Draco shrugged. "So?"

"So I think it’ll be a perfect opportunity to slip away and go looking for your father. And don’t you try to tell me, Draco Malfoy, that you don’t know where he is, because you’ve already as much as admitted that you do."

"I don’t recall saying anything of the sort."

"Then your memory’s even worse than I’d supposed," she retorted. "I remember."

"Figures." Draco scowled down at his textbook.

"Why are you so obsessed with finding him, anyway?" he wanted to know. "You don’t even know the man. I, on the other hand, do know him, and believe me – if I never saw him again, it’d be too soon."

"That’s precisely why we should find him," Gabrielle pointed out. "So you never do have to see him again. Better we find him on our terms, instead of his."

When in doubt, distract. Draco thought fast.

"Are you sure you don’t want to go to the dance, instead?" He sent her a sly look through his lashes. "You could be my date. I could have flowers delivered to you that day in History of Magic class, along with some romantic little notion in French that no one else could read. Your roommates would be jealous for years."

"My roommates," Gabrielle said with asperity, "would say the same thing I’m about to: that the whole idea is ridiculous. How on earth would we manage to dance, when you’re two feet taller than I am? It’s absurd." She slanted him a severe look. "And if I wanted to go to the dance, I would have already accepted when Dennis Creevey asked me; he, at least, had the good courtesy to bring me some moonflowers and get down on one knee."

Draco snorted. "Dennis Creevey? You’re lucky those flowers didn’t squirt water in your face." He frowned. "And since when did grovelling become standard-issue for dance invitations? One would think he’d have had a bit more pride."

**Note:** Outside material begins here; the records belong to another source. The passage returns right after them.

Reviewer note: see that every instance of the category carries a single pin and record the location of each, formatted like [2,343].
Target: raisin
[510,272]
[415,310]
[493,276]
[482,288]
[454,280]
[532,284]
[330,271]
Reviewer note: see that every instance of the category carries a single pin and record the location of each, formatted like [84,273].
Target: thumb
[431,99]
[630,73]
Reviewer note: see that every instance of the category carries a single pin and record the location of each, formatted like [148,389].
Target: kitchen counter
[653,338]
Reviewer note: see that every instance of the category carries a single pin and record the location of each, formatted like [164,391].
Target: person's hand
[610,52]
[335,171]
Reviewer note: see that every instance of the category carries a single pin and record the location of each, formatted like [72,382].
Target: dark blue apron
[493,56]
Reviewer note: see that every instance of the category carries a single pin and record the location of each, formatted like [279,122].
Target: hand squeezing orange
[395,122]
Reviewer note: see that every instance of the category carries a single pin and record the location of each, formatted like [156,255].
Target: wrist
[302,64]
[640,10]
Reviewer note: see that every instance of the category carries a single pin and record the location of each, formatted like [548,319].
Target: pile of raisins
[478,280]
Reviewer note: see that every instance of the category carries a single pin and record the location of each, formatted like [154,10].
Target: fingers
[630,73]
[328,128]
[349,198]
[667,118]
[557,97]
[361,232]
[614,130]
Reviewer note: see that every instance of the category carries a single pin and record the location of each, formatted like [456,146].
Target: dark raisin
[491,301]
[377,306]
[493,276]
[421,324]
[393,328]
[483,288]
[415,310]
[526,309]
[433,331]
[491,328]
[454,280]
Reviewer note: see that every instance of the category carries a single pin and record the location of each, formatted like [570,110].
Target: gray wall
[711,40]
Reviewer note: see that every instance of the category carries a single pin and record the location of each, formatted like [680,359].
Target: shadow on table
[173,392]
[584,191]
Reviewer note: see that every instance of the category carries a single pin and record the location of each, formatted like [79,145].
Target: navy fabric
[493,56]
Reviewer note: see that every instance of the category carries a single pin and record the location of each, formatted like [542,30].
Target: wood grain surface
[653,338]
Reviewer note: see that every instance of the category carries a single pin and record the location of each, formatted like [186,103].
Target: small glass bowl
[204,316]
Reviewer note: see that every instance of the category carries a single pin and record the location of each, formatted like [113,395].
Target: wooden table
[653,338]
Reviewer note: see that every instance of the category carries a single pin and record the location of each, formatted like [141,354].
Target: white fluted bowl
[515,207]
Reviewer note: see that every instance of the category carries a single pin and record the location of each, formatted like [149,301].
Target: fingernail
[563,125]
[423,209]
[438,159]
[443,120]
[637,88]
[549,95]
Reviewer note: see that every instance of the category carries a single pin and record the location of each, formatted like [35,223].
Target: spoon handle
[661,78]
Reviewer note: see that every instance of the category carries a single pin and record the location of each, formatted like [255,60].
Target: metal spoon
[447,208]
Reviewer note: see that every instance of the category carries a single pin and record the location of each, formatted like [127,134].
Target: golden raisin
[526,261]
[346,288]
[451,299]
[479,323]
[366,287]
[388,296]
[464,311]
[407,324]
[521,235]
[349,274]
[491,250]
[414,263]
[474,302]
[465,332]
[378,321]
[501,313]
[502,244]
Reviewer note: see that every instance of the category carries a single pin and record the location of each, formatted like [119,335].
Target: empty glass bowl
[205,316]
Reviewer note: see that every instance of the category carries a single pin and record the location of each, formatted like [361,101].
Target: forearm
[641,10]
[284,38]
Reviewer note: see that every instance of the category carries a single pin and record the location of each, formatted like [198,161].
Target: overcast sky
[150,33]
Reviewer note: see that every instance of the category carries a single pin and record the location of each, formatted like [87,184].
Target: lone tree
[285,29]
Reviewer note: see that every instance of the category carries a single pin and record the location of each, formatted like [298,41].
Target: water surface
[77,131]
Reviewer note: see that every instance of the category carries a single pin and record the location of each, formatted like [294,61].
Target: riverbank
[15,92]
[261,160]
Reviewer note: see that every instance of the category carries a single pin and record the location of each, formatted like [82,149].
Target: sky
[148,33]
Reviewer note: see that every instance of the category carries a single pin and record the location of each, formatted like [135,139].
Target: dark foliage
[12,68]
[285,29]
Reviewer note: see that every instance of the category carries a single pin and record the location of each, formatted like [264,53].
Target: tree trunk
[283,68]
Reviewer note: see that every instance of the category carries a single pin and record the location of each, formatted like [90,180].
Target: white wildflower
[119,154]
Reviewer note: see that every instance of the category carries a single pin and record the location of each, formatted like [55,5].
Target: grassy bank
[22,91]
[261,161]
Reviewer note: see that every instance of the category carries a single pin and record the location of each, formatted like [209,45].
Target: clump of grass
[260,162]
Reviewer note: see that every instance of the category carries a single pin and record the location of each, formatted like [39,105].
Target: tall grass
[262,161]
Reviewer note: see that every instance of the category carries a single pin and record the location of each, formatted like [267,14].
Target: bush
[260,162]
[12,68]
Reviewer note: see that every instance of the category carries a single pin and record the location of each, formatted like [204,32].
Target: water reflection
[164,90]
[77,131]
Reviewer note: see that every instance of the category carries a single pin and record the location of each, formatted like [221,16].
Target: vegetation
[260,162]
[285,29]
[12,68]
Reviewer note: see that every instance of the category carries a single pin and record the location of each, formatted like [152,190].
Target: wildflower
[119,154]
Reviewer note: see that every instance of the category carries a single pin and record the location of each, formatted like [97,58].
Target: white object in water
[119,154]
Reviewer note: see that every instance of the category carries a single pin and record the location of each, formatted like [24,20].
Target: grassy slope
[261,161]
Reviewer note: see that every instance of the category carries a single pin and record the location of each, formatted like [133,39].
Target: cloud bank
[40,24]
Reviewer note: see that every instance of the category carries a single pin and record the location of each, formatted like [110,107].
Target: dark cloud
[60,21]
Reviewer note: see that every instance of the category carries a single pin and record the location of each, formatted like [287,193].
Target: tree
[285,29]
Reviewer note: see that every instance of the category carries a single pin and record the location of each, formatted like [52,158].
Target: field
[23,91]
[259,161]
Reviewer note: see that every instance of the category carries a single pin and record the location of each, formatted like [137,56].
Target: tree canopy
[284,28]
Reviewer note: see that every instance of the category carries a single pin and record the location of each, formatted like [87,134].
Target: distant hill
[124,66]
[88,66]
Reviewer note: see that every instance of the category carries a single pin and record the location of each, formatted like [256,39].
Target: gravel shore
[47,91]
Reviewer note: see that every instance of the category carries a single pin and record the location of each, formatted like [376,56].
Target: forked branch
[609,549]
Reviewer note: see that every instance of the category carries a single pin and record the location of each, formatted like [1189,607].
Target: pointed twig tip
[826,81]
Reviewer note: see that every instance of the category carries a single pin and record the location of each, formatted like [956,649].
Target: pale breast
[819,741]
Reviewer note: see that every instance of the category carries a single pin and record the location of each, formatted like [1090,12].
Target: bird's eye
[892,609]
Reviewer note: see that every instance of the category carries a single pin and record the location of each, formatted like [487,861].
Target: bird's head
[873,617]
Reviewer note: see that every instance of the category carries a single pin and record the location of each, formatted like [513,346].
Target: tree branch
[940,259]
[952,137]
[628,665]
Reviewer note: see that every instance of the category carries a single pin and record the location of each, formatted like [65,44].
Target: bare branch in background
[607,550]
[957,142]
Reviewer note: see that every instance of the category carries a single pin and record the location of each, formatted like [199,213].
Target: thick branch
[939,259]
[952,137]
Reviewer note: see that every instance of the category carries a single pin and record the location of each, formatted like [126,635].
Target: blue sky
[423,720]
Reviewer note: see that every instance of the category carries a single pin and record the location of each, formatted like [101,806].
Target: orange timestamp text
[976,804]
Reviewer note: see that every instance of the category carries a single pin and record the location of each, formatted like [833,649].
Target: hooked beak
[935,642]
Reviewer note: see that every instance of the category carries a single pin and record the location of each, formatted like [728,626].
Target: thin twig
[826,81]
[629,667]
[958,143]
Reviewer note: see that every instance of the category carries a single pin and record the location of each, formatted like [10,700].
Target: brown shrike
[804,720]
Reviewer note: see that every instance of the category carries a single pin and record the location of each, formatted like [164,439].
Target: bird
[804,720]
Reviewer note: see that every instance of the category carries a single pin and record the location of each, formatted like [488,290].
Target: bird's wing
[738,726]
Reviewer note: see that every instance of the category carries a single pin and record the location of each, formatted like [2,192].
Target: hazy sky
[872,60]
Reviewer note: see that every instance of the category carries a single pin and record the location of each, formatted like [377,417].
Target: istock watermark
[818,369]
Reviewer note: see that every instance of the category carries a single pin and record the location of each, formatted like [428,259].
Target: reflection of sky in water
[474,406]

"Where I’m concerned," Gabrielle said loftily, "grovelling is standard-issue for everybody. And don’t change the subject. Are we going to do this, or not?"

Um. Not. "Why should we?"

"So you can put it behind you," she said softly, all her arrogance melted into a rare moment of sudden, clear-eyed sincerity. "Aren’t you tired of waking up worried?"

He was, actually.

But she didn’t need to know that.

Maybe – just maybe – going after Lucius wasn’t such a bad idea.

"Who says I’m worried?" Draco demanded, and summoned his best bad-boy sneer. "If I were you, princess, I’d be worried about keeping up with me."

She looked skeptical. "So you’ll do it?"

Draco hesitated, then nodded.

"Yeah," he said. "I’ll see your expedition – and raise you a rare book and a convicted felon."

Her face lit up. "Excellent."

That settled, they turned back to their homework.